Inizialmente scendendo la scalinata si può ammirare il tipico giardino all’italiana, caratterizzato da una suddivisione degli spazi geometrica ottenuta con l’utilizzo di filari alberati e piante, di sculture vegetali di varia forma ottenute con la potatura di cespugli sempreverdi, specchi d’acqua geometrici, spesso accostati ad elementi architettonici quali fontane e statue.
Bellissimo e armonioso da vedere, ricco di fiori colorati che sembravano gioire del ritorno della primavera.
Proseguendo il sentiero inizia il degrado con erba sempre più alta e vegetazione incolta, culminando con la Villa di Pompeo.
I vandali hanno rotto rete e transenne, poste per delimitare e proteggere il sito e quelle che ancora resistono, sono ricoperte da piante rampicanti.

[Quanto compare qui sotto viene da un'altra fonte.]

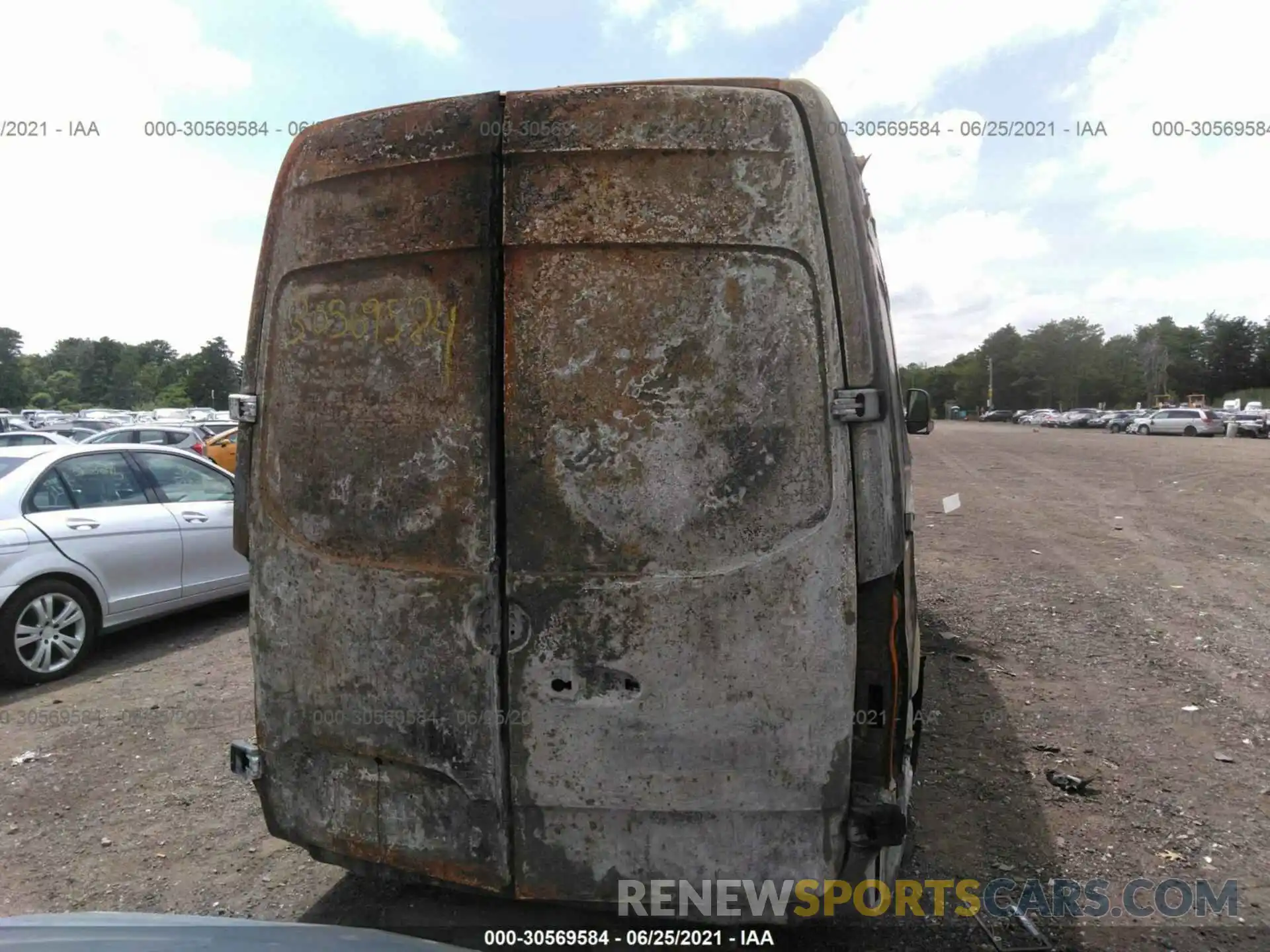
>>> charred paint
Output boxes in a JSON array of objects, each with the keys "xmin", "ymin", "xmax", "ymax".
[{"xmin": 244, "ymin": 81, "xmax": 873, "ymax": 919}]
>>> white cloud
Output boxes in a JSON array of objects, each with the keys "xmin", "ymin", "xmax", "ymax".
[
  {"xmin": 609, "ymin": 0, "xmax": 658, "ymax": 20},
  {"xmin": 1073, "ymin": 0, "xmax": 1270, "ymax": 240},
  {"xmin": 624, "ymin": 0, "xmax": 806, "ymax": 54},
  {"xmin": 795, "ymin": 0, "xmax": 1270, "ymax": 360},
  {"xmin": 326, "ymin": 0, "xmax": 458, "ymax": 56},
  {"xmin": 847, "ymin": 109, "xmax": 983, "ymax": 219},
  {"xmin": 0, "ymin": 0, "xmax": 273, "ymax": 352},
  {"xmin": 1024, "ymin": 159, "xmax": 1067, "ymax": 198},
  {"xmin": 794, "ymin": 0, "xmax": 1114, "ymax": 119},
  {"xmin": 884, "ymin": 210, "xmax": 1049, "ymax": 363}
]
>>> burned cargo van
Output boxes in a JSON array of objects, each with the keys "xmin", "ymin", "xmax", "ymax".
[{"xmin": 231, "ymin": 79, "xmax": 933, "ymax": 919}]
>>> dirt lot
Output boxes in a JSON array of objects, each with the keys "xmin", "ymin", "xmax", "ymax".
[{"xmin": 0, "ymin": 422, "xmax": 1270, "ymax": 949}]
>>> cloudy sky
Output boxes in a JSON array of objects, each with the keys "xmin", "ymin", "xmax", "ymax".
[{"xmin": 0, "ymin": 0, "xmax": 1270, "ymax": 363}]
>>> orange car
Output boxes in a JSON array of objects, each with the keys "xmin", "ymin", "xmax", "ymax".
[{"xmin": 204, "ymin": 426, "xmax": 237, "ymax": 472}]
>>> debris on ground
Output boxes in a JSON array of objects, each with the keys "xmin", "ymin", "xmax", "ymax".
[{"xmin": 1045, "ymin": 767, "xmax": 1097, "ymax": 796}]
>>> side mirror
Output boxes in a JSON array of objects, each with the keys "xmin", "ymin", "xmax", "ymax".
[{"xmin": 904, "ymin": 389, "xmax": 935, "ymax": 434}]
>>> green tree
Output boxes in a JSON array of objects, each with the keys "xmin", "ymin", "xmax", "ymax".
[
  {"xmin": 185, "ymin": 338, "xmax": 239, "ymax": 407},
  {"xmin": 0, "ymin": 327, "xmax": 26, "ymax": 411},
  {"xmin": 149, "ymin": 383, "xmax": 194, "ymax": 410},
  {"xmin": 43, "ymin": 371, "xmax": 79, "ymax": 406}
]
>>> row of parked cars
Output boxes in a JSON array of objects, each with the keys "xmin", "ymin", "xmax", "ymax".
[
  {"xmin": 0, "ymin": 410, "xmax": 247, "ymax": 684},
  {"xmin": 979, "ymin": 404, "xmax": 1270, "ymax": 439},
  {"xmin": 0, "ymin": 410, "xmax": 237, "ymax": 472}
]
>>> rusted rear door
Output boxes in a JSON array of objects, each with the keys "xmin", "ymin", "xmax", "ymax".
[
  {"xmin": 240, "ymin": 94, "xmax": 509, "ymax": 889},
  {"xmin": 503, "ymin": 85, "xmax": 856, "ymax": 898}
]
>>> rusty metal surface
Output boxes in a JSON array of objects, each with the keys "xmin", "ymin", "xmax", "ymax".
[
  {"xmin": 236, "ymin": 80, "xmax": 902, "ymax": 919},
  {"xmin": 504, "ymin": 87, "xmax": 855, "ymax": 898},
  {"xmin": 249, "ymin": 94, "xmax": 508, "ymax": 889}
]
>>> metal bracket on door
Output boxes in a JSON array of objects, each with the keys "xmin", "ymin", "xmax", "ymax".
[
  {"xmin": 230, "ymin": 393, "xmax": 261, "ymax": 422},
  {"xmin": 831, "ymin": 389, "xmax": 885, "ymax": 422}
]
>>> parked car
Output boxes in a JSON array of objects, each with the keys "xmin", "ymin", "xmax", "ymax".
[
  {"xmin": 0, "ymin": 430, "xmax": 75, "ymax": 447},
  {"xmin": 0, "ymin": 443, "xmax": 247, "ymax": 684},
  {"xmin": 207, "ymin": 426, "xmax": 237, "ymax": 472},
  {"xmin": 1233, "ymin": 411, "xmax": 1270, "ymax": 439},
  {"xmin": 1091, "ymin": 410, "xmax": 1140, "ymax": 433},
  {"xmin": 72, "ymin": 416, "xmax": 131, "ymax": 433},
  {"xmin": 1132, "ymin": 406, "xmax": 1226, "ymax": 436},
  {"xmin": 1063, "ymin": 406, "xmax": 1101, "ymax": 426},
  {"xmin": 29, "ymin": 410, "xmax": 71, "ymax": 429},
  {"xmin": 42, "ymin": 426, "xmax": 98, "ymax": 443},
  {"xmin": 84, "ymin": 424, "xmax": 208, "ymax": 456}
]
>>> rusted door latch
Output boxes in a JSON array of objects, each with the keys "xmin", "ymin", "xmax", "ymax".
[{"xmin": 832, "ymin": 389, "xmax": 882, "ymax": 422}]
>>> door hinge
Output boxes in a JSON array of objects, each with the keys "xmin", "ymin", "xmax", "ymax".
[
  {"xmin": 832, "ymin": 389, "xmax": 884, "ymax": 422},
  {"xmin": 230, "ymin": 393, "xmax": 261, "ymax": 422}
]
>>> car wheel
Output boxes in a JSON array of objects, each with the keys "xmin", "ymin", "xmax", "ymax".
[{"xmin": 0, "ymin": 579, "xmax": 98, "ymax": 684}]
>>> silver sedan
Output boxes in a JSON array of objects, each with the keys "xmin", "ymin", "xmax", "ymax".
[
  {"xmin": 0, "ymin": 443, "xmax": 247, "ymax": 684},
  {"xmin": 0, "ymin": 430, "xmax": 75, "ymax": 448}
]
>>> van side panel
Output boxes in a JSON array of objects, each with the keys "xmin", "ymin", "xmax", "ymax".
[
  {"xmin": 504, "ymin": 85, "xmax": 856, "ymax": 900},
  {"xmin": 244, "ymin": 94, "xmax": 509, "ymax": 890},
  {"xmin": 624, "ymin": 77, "xmax": 911, "ymax": 584}
]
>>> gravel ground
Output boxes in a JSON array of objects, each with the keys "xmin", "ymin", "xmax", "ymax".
[{"xmin": 0, "ymin": 422, "xmax": 1270, "ymax": 951}]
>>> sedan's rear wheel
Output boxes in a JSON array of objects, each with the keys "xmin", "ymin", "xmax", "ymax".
[{"xmin": 0, "ymin": 579, "xmax": 98, "ymax": 684}]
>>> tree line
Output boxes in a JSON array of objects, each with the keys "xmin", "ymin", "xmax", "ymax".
[
  {"xmin": 900, "ymin": 312, "xmax": 1270, "ymax": 410},
  {"xmin": 0, "ymin": 327, "xmax": 243, "ymax": 413}
]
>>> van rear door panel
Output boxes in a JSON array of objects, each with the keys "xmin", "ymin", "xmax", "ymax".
[
  {"xmin": 240, "ymin": 94, "xmax": 508, "ymax": 889},
  {"xmin": 504, "ymin": 87, "xmax": 856, "ymax": 898}
]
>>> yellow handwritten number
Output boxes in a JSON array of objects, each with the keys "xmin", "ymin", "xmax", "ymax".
[
  {"xmin": 287, "ymin": 301, "xmax": 305, "ymax": 346},
  {"xmin": 326, "ymin": 297, "xmax": 348, "ymax": 340}
]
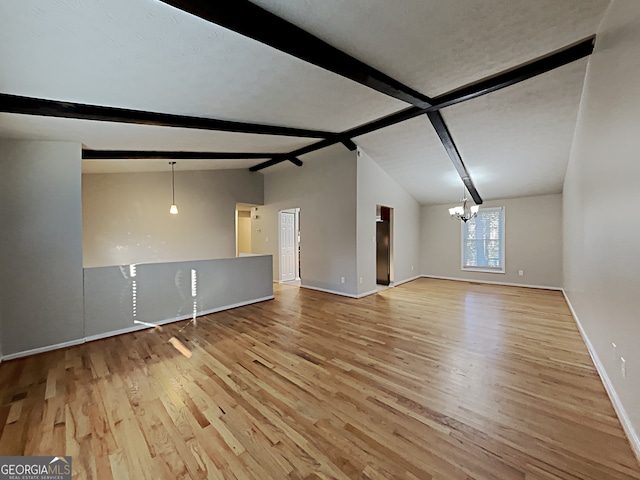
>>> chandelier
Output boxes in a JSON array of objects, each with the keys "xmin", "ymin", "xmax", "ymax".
[{"xmin": 449, "ymin": 190, "xmax": 480, "ymax": 223}]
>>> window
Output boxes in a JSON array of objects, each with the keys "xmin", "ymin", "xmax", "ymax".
[{"xmin": 462, "ymin": 207, "xmax": 504, "ymax": 273}]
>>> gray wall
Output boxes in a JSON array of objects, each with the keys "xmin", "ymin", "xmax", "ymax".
[
  {"xmin": 358, "ymin": 150, "xmax": 420, "ymax": 294},
  {"xmin": 84, "ymin": 256, "xmax": 273, "ymax": 338},
  {"xmin": 0, "ymin": 140, "xmax": 84, "ymax": 355},
  {"xmin": 420, "ymin": 195, "xmax": 562, "ymax": 288},
  {"xmin": 564, "ymin": 0, "xmax": 640, "ymax": 454},
  {"xmin": 251, "ymin": 145, "xmax": 357, "ymax": 295},
  {"xmin": 82, "ymin": 168, "xmax": 264, "ymax": 267}
]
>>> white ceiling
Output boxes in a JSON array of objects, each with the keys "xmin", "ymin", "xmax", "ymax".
[{"xmin": 0, "ymin": 0, "xmax": 609, "ymax": 204}]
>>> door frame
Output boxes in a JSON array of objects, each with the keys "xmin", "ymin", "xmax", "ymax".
[{"xmin": 278, "ymin": 208, "xmax": 300, "ymax": 283}]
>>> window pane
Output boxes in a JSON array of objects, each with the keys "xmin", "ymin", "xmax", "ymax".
[{"xmin": 462, "ymin": 208, "xmax": 504, "ymax": 271}]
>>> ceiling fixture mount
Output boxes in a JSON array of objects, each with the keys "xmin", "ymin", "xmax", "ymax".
[
  {"xmin": 169, "ymin": 162, "xmax": 178, "ymax": 215},
  {"xmin": 449, "ymin": 187, "xmax": 480, "ymax": 223}
]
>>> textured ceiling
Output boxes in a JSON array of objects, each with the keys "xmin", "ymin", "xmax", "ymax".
[{"xmin": 0, "ymin": 0, "xmax": 609, "ymax": 204}]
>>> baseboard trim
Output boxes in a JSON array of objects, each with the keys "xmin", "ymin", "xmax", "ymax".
[
  {"xmin": 300, "ymin": 284, "xmax": 358, "ymax": 298},
  {"xmin": 420, "ymin": 275, "xmax": 562, "ymax": 292},
  {"xmin": 0, "ymin": 295, "xmax": 275, "ymax": 362},
  {"xmin": 562, "ymin": 288, "xmax": 640, "ymax": 462},
  {"xmin": 2, "ymin": 338, "xmax": 84, "ymax": 360},
  {"xmin": 393, "ymin": 275, "xmax": 423, "ymax": 287}
]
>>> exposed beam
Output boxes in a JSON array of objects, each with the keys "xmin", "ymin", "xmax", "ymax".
[
  {"xmin": 162, "ymin": 0, "xmax": 431, "ymax": 108},
  {"xmin": 0, "ymin": 93, "xmax": 336, "ymax": 138},
  {"xmin": 287, "ymin": 157, "xmax": 303, "ymax": 167},
  {"xmin": 427, "ymin": 112, "xmax": 482, "ymax": 205},
  {"xmin": 427, "ymin": 35, "xmax": 596, "ymax": 110},
  {"xmin": 82, "ymin": 149, "xmax": 279, "ymax": 160},
  {"xmin": 341, "ymin": 138, "xmax": 358, "ymax": 152},
  {"xmin": 251, "ymin": 36, "xmax": 595, "ymax": 171}
]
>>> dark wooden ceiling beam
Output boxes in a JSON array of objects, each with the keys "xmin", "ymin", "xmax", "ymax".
[
  {"xmin": 341, "ymin": 138, "xmax": 358, "ymax": 152},
  {"xmin": 82, "ymin": 149, "xmax": 280, "ymax": 160},
  {"xmin": 251, "ymin": 36, "xmax": 595, "ymax": 171},
  {"xmin": 427, "ymin": 35, "xmax": 596, "ymax": 111},
  {"xmin": 427, "ymin": 111, "xmax": 482, "ymax": 205},
  {"xmin": 0, "ymin": 93, "xmax": 336, "ymax": 138},
  {"xmin": 161, "ymin": 0, "xmax": 431, "ymax": 108}
]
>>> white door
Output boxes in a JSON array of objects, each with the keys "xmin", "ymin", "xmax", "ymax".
[{"xmin": 280, "ymin": 212, "xmax": 296, "ymax": 282}]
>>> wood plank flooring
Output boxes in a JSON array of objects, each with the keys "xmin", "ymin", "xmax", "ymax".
[{"xmin": 0, "ymin": 279, "xmax": 640, "ymax": 480}]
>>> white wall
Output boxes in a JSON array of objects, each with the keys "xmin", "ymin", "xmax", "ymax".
[
  {"xmin": 251, "ymin": 145, "xmax": 357, "ymax": 295},
  {"xmin": 420, "ymin": 194, "xmax": 562, "ymax": 288},
  {"xmin": 82, "ymin": 169, "xmax": 264, "ymax": 267},
  {"xmin": 357, "ymin": 149, "xmax": 420, "ymax": 294},
  {"xmin": 564, "ymin": 0, "xmax": 640, "ymax": 455},
  {"xmin": 0, "ymin": 140, "xmax": 84, "ymax": 355}
]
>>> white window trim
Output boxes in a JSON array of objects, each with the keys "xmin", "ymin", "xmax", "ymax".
[{"xmin": 460, "ymin": 207, "xmax": 507, "ymax": 274}]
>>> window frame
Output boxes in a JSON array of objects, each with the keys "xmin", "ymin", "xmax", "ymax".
[{"xmin": 460, "ymin": 207, "xmax": 507, "ymax": 274}]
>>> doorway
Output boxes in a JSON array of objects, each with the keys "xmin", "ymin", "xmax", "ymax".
[
  {"xmin": 376, "ymin": 205, "xmax": 393, "ymax": 286},
  {"xmin": 278, "ymin": 208, "xmax": 300, "ymax": 282}
]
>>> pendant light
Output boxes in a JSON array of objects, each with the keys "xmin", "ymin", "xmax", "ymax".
[
  {"xmin": 169, "ymin": 162, "xmax": 178, "ymax": 215},
  {"xmin": 449, "ymin": 187, "xmax": 480, "ymax": 223}
]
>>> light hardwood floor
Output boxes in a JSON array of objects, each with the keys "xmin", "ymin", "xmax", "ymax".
[{"xmin": 0, "ymin": 279, "xmax": 640, "ymax": 480}]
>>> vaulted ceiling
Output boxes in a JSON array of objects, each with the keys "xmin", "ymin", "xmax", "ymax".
[{"xmin": 0, "ymin": 0, "xmax": 609, "ymax": 204}]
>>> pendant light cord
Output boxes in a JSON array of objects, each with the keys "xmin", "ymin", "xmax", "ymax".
[{"xmin": 171, "ymin": 162, "xmax": 176, "ymax": 205}]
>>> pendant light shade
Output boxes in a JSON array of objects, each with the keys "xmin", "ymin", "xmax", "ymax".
[{"xmin": 169, "ymin": 162, "xmax": 178, "ymax": 215}]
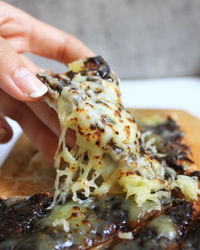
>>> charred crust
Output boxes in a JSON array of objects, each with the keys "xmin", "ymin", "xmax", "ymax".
[{"xmin": 80, "ymin": 56, "xmax": 112, "ymax": 81}]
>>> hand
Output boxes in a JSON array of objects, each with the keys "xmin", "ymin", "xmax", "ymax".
[{"xmin": 0, "ymin": 1, "xmax": 94, "ymax": 165}]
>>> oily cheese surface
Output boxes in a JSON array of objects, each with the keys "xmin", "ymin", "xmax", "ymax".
[{"xmin": 0, "ymin": 109, "xmax": 200, "ymax": 199}]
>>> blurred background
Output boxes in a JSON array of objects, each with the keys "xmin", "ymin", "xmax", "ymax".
[{"xmin": 6, "ymin": 0, "xmax": 200, "ymax": 79}]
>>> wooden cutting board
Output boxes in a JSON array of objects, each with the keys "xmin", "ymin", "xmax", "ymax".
[{"xmin": 0, "ymin": 109, "xmax": 200, "ymax": 198}]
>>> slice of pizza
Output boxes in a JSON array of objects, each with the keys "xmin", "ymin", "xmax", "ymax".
[{"xmin": 0, "ymin": 57, "xmax": 200, "ymax": 249}]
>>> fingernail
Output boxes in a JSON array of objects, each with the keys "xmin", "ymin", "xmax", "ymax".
[
  {"xmin": 0, "ymin": 128, "xmax": 7, "ymax": 143},
  {"xmin": 13, "ymin": 67, "xmax": 48, "ymax": 99}
]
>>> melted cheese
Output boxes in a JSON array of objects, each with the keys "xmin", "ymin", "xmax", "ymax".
[{"xmin": 47, "ymin": 57, "xmax": 197, "ymax": 209}]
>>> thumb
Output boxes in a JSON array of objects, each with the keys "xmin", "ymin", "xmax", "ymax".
[
  {"xmin": 0, "ymin": 114, "xmax": 13, "ymax": 143},
  {"xmin": 0, "ymin": 37, "xmax": 47, "ymax": 102}
]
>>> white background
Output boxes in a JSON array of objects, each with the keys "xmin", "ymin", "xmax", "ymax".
[{"xmin": 0, "ymin": 78, "xmax": 200, "ymax": 166}]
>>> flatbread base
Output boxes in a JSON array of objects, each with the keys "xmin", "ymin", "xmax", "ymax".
[{"xmin": 0, "ymin": 109, "xmax": 200, "ymax": 199}]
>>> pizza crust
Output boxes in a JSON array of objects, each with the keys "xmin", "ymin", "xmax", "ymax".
[{"xmin": 0, "ymin": 109, "xmax": 200, "ymax": 199}]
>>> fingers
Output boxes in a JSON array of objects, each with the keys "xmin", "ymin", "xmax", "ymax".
[
  {"xmin": 0, "ymin": 1, "xmax": 95, "ymax": 64},
  {"xmin": 0, "ymin": 91, "xmax": 57, "ymax": 166},
  {"xmin": 0, "ymin": 114, "xmax": 13, "ymax": 143},
  {"xmin": 0, "ymin": 37, "xmax": 48, "ymax": 102}
]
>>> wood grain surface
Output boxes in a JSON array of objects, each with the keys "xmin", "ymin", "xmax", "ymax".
[{"xmin": 0, "ymin": 109, "xmax": 200, "ymax": 198}]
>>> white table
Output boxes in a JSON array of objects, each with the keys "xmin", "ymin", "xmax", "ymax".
[{"xmin": 0, "ymin": 78, "xmax": 200, "ymax": 166}]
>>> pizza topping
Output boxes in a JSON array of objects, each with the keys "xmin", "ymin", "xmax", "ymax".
[{"xmin": 39, "ymin": 57, "xmax": 199, "ymax": 209}]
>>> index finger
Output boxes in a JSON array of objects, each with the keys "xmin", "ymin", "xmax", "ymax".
[{"xmin": 0, "ymin": 1, "xmax": 95, "ymax": 64}]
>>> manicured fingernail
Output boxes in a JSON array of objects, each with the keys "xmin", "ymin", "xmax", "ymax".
[
  {"xmin": 0, "ymin": 128, "xmax": 7, "ymax": 143},
  {"xmin": 13, "ymin": 67, "xmax": 48, "ymax": 99}
]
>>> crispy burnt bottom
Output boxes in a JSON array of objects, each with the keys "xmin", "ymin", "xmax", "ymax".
[{"xmin": 0, "ymin": 118, "xmax": 200, "ymax": 250}]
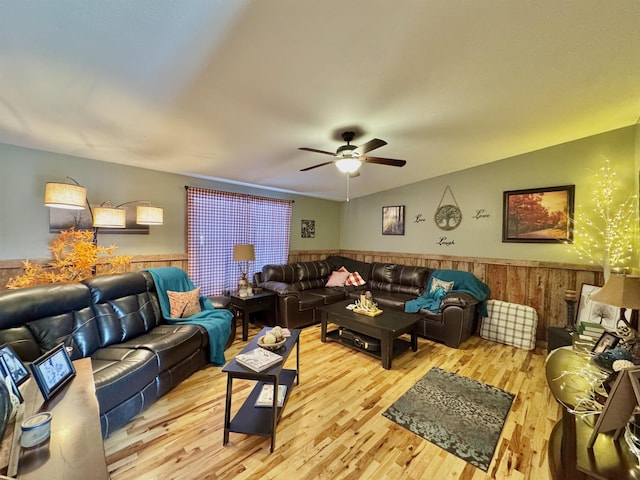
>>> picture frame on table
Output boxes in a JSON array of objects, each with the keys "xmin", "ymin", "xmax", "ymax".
[
  {"xmin": 502, "ymin": 185, "xmax": 575, "ymax": 243},
  {"xmin": 29, "ymin": 343, "xmax": 76, "ymax": 400},
  {"xmin": 0, "ymin": 356, "xmax": 24, "ymax": 403},
  {"xmin": 576, "ymin": 283, "xmax": 631, "ymax": 330},
  {"xmin": 591, "ymin": 332, "xmax": 620, "ymax": 353},
  {"xmin": 0, "ymin": 345, "xmax": 30, "ymax": 386},
  {"xmin": 382, "ymin": 205, "xmax": 404, "ymax": 235}
]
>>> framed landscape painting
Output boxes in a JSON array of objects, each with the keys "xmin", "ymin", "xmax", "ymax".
[
  {"xmin": 502, "ymin": 185, "xmax": 575, "ymax": 243},
  {"xmin": 382, "ymin": 205, "xmax": 404, "ymax": 235}
]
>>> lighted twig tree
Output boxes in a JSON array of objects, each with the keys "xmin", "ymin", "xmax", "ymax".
[{"xmin": 573, "ymin": 159, "xmax": 638, "ymax": 281}]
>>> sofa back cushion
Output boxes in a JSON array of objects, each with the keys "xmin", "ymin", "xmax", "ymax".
[
  {"xmin": 369, "ymin": 263, "xmax": 431, "ymax": 297},
  {"xmin": 327, "ymin": 255, "xmax": 371, "ymax": 282},
  {"xmin": 0, "ymin": 283, "xmax": 92, "ymax": 362},
  {"xmin": 84, "ymin": 272, "xmax": 162, "ymax": 347},
  {"xmin": 261, "ymin": 263, "xmax": 297, "ymax": 283},
  {"xmin": 293, "ymin": 260, "xmax": 331, "ymax": 291}
]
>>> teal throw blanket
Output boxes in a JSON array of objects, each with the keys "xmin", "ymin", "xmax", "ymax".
[
  {"xmin": 146, "ymin": 267, "xmax": 233, "ymax": 365},
  {"xmin": 404, "ymin": 270, "xmax": 491, "ymax": 317}
]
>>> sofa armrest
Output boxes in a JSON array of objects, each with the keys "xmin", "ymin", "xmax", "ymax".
[
  {"xmin": 440, "ymin": 290, "xmax": 478, "ymax": 310},
  {"xmin": 259, "ymin": 281, "xmax": 300, "ymax": 297}
]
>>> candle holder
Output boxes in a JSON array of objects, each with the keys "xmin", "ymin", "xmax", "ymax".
[{"xmin": 564, "ymin": 290, "xmax": 578, "ymax": 333}]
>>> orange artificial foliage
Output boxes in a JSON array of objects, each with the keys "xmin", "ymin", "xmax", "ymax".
[{"xmin": 7, "ymin": 228, "xmax": 131, "ymax": 288}]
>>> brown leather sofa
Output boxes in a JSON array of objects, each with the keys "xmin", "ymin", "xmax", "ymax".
[
  {"xmin": 257, "ymin": 256, "xmax": 479, "ymax": 348},
  {"xmin": 0, "ymin": 272, "xmax": 235, "ymax": 437}
]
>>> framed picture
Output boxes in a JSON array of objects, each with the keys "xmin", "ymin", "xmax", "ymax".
[
  {"xmin": 30, "ymin": 343, "xmax": 76, "ymax": 400},
  {"xmin": 502, "ymin": 185, "xmax": 575, "ymax": 243},
  {"xmin": 576, "ymin": 283, "xmax": 631, "ymax": 330},
  {"xmin": 0, "ymin": 346, "xmax": 29, "ymax": 386},
  {"xmin": 300, "ymin": 220, "xmax": 316, "ymax": 238},
  {"xmin": 382, "ymin": 205, "xmax": 404, "ymax": 235},
  {"xmin": 0, "ymin": 357, "xmax": 24, "ymax": 403},
  {"xmin": 591, "ymin": 332, "xmax": 620, "ymax": 353}
]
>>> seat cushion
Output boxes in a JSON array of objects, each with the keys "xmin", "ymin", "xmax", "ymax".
[
  {"xmin": 91, "ymin": 346, "xmax": 158, "ymax": 414},
  {"xmin": 118, "ymin": 324, "xmax": 208, "ymax": 373},
  {"xmin": 480, "ymin": 300, "xmax": 538, "ymax": 350}
]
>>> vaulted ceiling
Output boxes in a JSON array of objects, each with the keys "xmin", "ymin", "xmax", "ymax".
[{"xmin": 0, "ymin": 0, "xmax": 640, "ymax": 200}]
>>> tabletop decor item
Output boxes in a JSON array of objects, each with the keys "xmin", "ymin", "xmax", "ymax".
[{"xmin": 258, "ymin": 326, "xmax": 289, "ymax": 350}]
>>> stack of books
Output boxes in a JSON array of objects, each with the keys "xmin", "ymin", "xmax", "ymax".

Le due porte che chiudono l’ingresso della villa impediscono di ammirarne gli interni, (probabilmente sono state chiuse per evitare atti vandalici all’interno, ma nonostante questa premura si possono intravedere rifiuti di ogni tipo).
Salendo le scale laterali si arriva al piano superiore dove la situazione peggiora drasticamente: erba alta incolta, spini e piante infestanti, escrementi e rifiuti di ogni genere che possono mettere a repentaglio l’incolumità non solo dei visitatori, ma anche dei bambini che giocano nel parco (a pochi passi dai ruderi ci sono i giochi per l’infanzia).
Il secondo piano della villa imperiale, che è totalmente all’aperto, presenta un’intera pavimentazione a mosaico romano perfettamente intatta ma ricoperta da uno strato di terra, fogliame e rifiuti che ricopre tutta l’area.
La mancanza di protezione per i mosaici rischia di deturparli e di esporli ai vandali che hanno già da tempo imbrattato con dei graffiti le mura e i resti.
Sulle pareti si può notare l’Opus reticulatum ancora ben conservato ma invaso da erbe infestanti.
Vedere questi reperti archeologici di tale importanza e bellezza ridotti in questo stato di abbandono, mi ha messo una profonda tristezza.
Da archeologa avrei voluto munirmi di scopa, decespugliatore e trowel e ridare dignità al sito, ma purtroppo ci sono leggi che vietano questi interventi senza le giuste autorizzazioni, quindi mi sono limitata a fotografare e rattristarmi per tanta trascuratezza e per l’inciviltà umana.
Dovremmo avere più rispetto per i nostri antenati, per le costruzioni architettoniche che ci hanno lasciato e per la loro storia.
I racconti del passato sono fonte inesauribile di sapienza dove poter dissetare la nostra sete di conoscenza.
L’unico modo per migliorarsi è fare tesoro delle esperienze dei nostri avi per evitare di ripetere gli stessi errori nel futuro.
Questi valori vanno tramandati ai nostri figli, nipoti e a tutte le generazioni future, soprattutto va tramandato IL RISPETTO.
Rispetto per la natura (evitare di gettare neanche un fazzolettino di carta o una bottiglia di plastica a terra nel verde); rispetto per le costruzioni antiche, che hanno tanto da insegnarci e raccontare; rispetto per noi stessi e per gli altri.
Come abitanti di questo pianeta, è un nostro dovere non distruggerlo ma prendercene cura e tutelare fauna e flora.
Possibile che sia così difficile per noi? È la nostra casa, la nostra terra.
È inutile cercare di raggiungere e occupare altri pianeti se non riusciamo neanche a prenderci cura del nostro.
La Natura ha tanto da offrirci in cambio chiede solo di esser rispettata.
Spero che le istituzioni prendano rapidi provvedimenti e tutelino questi importanti resti archeologici che hanno ancora tanto da raccontare.
Non è il mondo che deve cambiare, ma il nostro approccio verso il mondo dando il buon esempio, con piccoli grandi gesti che nel quotidiano fanno la differenza.
Impegniamoci tutti nel meritare il nostro posto in questo pianeta; educhiamo le generazioni future all’amore e rispetto verso il prossimo ma anche verso la fauna e flora.
Solo con l’impegno di tutti le cose possono cambiare e solo cosi potremmo esser fieri di appartenere alla razza umana, amando e proteggendo la nostra terra.